チラリと岩壁に埋もれた体を引き抜けば、またアーリウムの姿が変わっていた。さっきまでは普通に大人になったって感じだったが…今度は違う。筋骨隆々、見上げるほどの大男に変化していた。また姿が変わりやがった。


「この体は元八大同盟の盟主、剛腕で知られた巨神スローンの魂を模倣した物。君が生まれる前の八大同盟って奴さ」


「ハッ、何が八大同盟だ…今更そんなもんで俺が倒せるかよ」


「分かってないね、魂はあくまで外付けの情報、出力は僕の肉体に準拠される。つまり…八大同盟の技を第三段階として扱えるのさ…!格別だろっ!?」


「知るか!」


突っ込んで来る巨体を体を回転させ受け流すと共に、俺は大きく足を振りかぶりアーリウムの側面を狙い───。


『だ、誰か!』


(ッ……またか!)


響く、また近くで悲鳴が。それがまた…蠱毒の壺での悲鳴と重なり体が止まる。


「隙ありッ!!」


「ガフッ!?」


そして止まれば当然、アーリウムは攻めてくる。俺の足を掴み、地面へ叩きつけ大地が砕け吹き飛ぶ。注意が他所に行ったところを突かれたわけだ。


クソ…煩わしい!


「僕を前に他所ごとを考えるなんて余裕だねぇ、いや…思えば君は常に他所ごとに囚われて生きているねぇ」


「あんだと…!」


「コヘレトに攻め込んできた時も、僕達に囲まれた時も、今も。君は常に何かしらのしがらみに囚われている……もったいないよねぇそんなに強いのにさ!」


地面に叩きつけられた俺の顔を踏みつけるアーリウムはケラケラと笑う、俺が……囚われている?何に?…いや、囚われているか。コヘレトに攻め込んだ時はユリウスの血に、囲まれた時はステュクスに、今は…ここのクズ共に。


最後になんにも考えず戦ったのって、いつだったか。分からねぇ、覚えてねぇ…。


「力ってのはね、水と同じさ!澄んでいればいる程に良く、何かが混ざり濁る都度に落ちていく!君はあまりにも多くのものに汚され落ちている!その点なにも考えず、なにも気にせず、ただ指示だけを聞いていれば良い僕達の振るう力をこそ、純度100%!混じり気無しの澄んだ力ってわけさ!」


「……アホらしい」


「だけど。強いだろ?」


ギリギリと足に力を込めて俺を踏み潰そうとするアーリウム。対する俺が見るのは……。


(囚われてる、か……)


周りだ、今もラダマンテスの連中が襲われてる、それを気にする事自体…俺が囚われている証拠なのかもしれない。だがなぜ囚われるのか、どうして俺が気になるのかを分解して考えていた。

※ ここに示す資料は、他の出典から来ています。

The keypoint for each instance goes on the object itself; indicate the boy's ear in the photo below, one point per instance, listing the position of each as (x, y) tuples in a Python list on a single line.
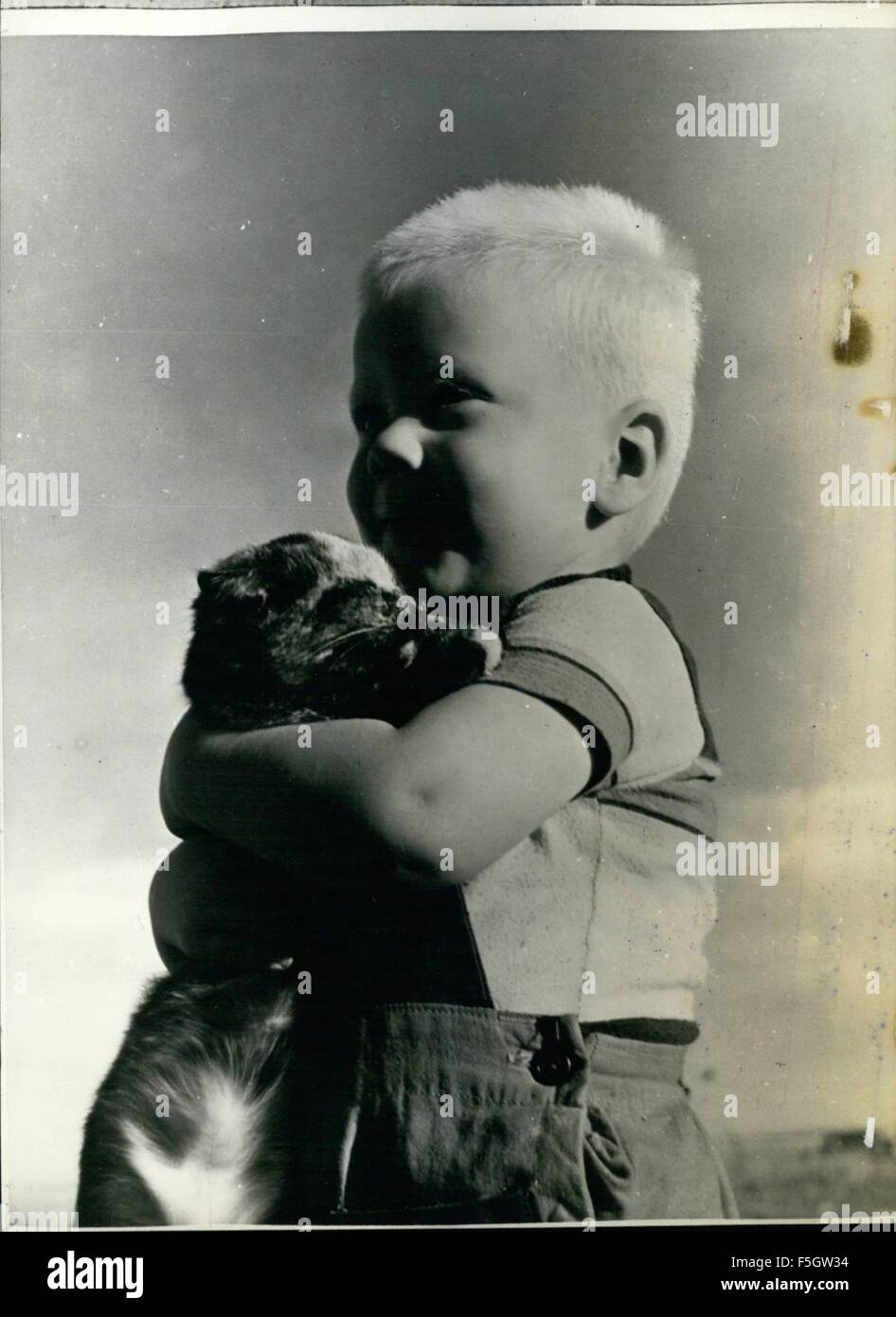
[(636, 449)]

どの道、こんな集中できねー状態じゃ勝てるわけもない。なら多少ボコられても気になる部分を処理した方がいいしな。


(つっても、分かってる。地下、悲鳴、蹂躙、それが蠱毒の儀に重なるからだ。どれだけ言っても俺はユリウスの意志を継いでいるし、ユリウスを殺したことに後悔を感じている)


アイツは最期まで俺の家族だった、それをこの手で奪った事を俺は後悔している。だから俺は最強にならなくてはならない。ユリウスが死んだ意味を作るために。

ただその為だけに生きていたつもりだったが…違うのか。


(もしユリウスなら、ラダマンテスにいる人間を助ける為に迷わず王を名乗ったのかな……)


だがそれはアイツが人の王だから。人じゃない俺に人の王は務まらない。務まらないことはやりたくない……。


「まだ、僕を見ないか!」


「うっ…いてぇな」


更に力を込め踏み潰そうとするアーリウムが牙を剥く、苛立ちを露わにし拳を握りながらも俺がなにを見ているかを察し。


「まだ、まだ周りが気になるか!今更こんな奴らのことを気にしてなにになる!表の社会で生きていけなかった落伍者!敗者!愚者!その集まりを!この世の掃き溜めの中に反吐同然のゴミ屑を!」


「ッ…なに分かりきった事言ってんだ、そりゃお前もだろ、お前も俺も、マレフィカルムに生きる人間は全員!真っ当に生きれない人のなり損ない……人の、なり損ない」


反芻する、その言葉を口にした瞬間。パチリと当て嵌まるような気がしたんだ、イノケンティウスが言った言葉が。人の王は人にしかなれない…奴はそう言った。


それは裏を返せば、イノケンティウスの言う『溢れ者達』の王は…人でなしの王は人にはなれないと言うこと。奴はそれを今まで演じてきた、だが…それを俺に託したと言うことは。


(こいつらもまた……)


目を閉じる、得心入った訳ではなく、ただ理解をしただけ。ならばこそ、俺はどうする。なにをする……。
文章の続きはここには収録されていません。